Stocks were higher Monday as Wall Street braced for quarterly reports from some of the biggest companies in the world.

The Dow Jones Industrial Average traded 60 points higher, or 0.2%. The S&P 500 climbed 0.2%, while the Nasdaq Composite advanced 0.4%.

The second-quarter earnings season gains steam this week with results from big financial institutions such as Bank of America, Morgan Stanley and Goldman Sachs. Results are also due from United Airlines, Las Vegas Sands and technology giants Tesla and Netflix.

Wall Street are bracing for what be a gloomy season with lower profits. Analysts forecast a more than 7% decline in S&P 500 earnings from a year ago, according to FactSet.

This week also ushers in the Fed’s “blackout period” ahead of its July policy meeting. Traders anticipate a near 97% chance the central bank increases interest rates later this month, after pausing hikes in June, according to CME Group’s FedWatch tool.

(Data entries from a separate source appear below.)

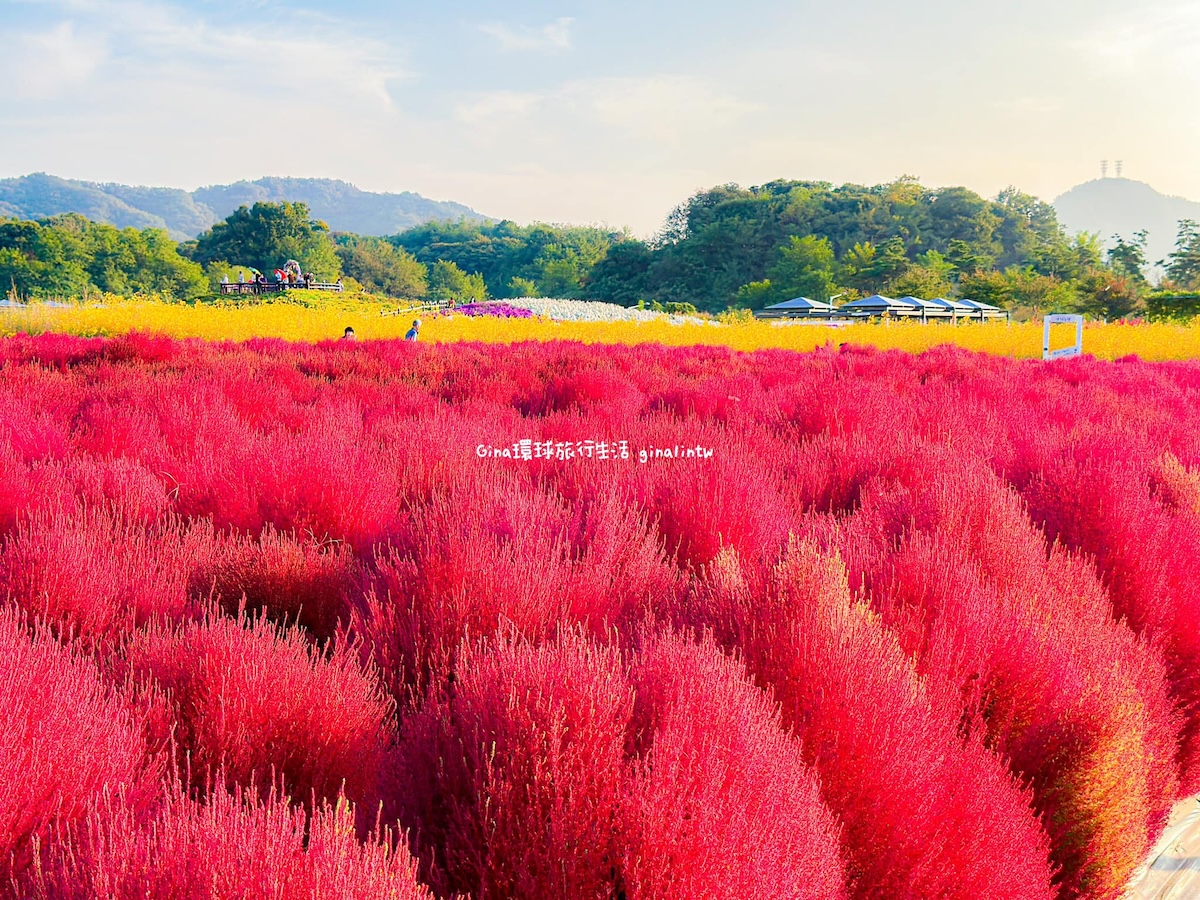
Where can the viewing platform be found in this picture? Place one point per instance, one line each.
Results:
(275, 287)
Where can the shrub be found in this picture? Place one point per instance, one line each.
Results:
(65, 741)
(259, 705)
(720, 803)
(229, 846)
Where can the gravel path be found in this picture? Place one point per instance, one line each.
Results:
(1173, 871)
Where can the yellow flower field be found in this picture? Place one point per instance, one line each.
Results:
(373, 321)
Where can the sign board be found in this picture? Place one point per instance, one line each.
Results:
(1062, 353)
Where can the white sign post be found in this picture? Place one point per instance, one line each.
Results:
(1062, 353)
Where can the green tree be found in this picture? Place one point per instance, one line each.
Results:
(928, 279)
(1107, 295)
(522, 287)
(756, 295)
(382, 267)
(1128, 258)
(1183, 263)
(449, 282)
(268, 234)
(805, 268)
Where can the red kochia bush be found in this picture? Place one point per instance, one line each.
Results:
(720, 804)
(510, 779)
(94, 573)
(261, 703)
(924, 814)
(490, 551)
(1072, 699)
(289, 579)
(1144, 549)
(65, 741)
(228, 847)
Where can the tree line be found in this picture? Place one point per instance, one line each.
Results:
(725, 247)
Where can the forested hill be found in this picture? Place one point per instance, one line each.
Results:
(729, 246)
(185, 214)
(1121, 205)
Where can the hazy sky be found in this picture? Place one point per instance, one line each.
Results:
(603, 113)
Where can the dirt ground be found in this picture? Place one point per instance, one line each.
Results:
(1173, 870)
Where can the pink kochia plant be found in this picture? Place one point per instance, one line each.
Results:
(922, 627)
(256, 703)
(228, 846)
(720, 802)
(66, 741)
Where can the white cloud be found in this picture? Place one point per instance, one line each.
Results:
(1163, 35)
(553, 37)
(1030, 107)
(658, 109)
(43, 65)
(163, 46)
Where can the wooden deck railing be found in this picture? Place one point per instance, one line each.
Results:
(274, 287)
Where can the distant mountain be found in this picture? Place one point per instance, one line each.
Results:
(1120, 205)
(343, 207)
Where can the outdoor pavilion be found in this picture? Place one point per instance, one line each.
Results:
(984, 311)
(798, 307)
(877, 305)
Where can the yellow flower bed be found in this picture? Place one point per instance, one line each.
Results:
(295, 322)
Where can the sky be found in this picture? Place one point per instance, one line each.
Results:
(574, 111)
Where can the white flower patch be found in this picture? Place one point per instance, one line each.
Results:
(562, 310)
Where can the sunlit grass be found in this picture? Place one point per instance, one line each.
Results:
(297, 322)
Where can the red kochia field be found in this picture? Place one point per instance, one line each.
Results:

Stocks are coming off a winning week that saw the Dow Jones Industrial Average gain 2.3% to notch its best weekly gain since March. The S&P 500 and Nasdaq Composite added 2.4% and 3.3%, respectively. On Friday, the Dow rose 113.89 points, or 0.33%, while the S&P and Nasdaq slipped 0.1% and 0.18%, respectively.

“I think the market is kind of overjojyed with the disinflationary, soft landing scenario,” Ed Yardeni, president of Yardeni Research told CNBC’s “Squawk Box” on Monday. “I’ve been thinking for quite some time that we’re in a recession, but I argued that it’s a rolling recession, not an economy-wide recession. Now I think we’re in a rolling recovery.”

Shares of tech-giant Apple added 1.1%, while Tesla climbed roughly 3%. Shares of JPMorgan Chase ticked up 1.8%.

The moves came on the heels of solid big bank earnings and softer inflation reports that lifted investor sentiment. That heightened some hopes the Federal Reserve may be able to tamp down inflation without tipping the economy into a recession.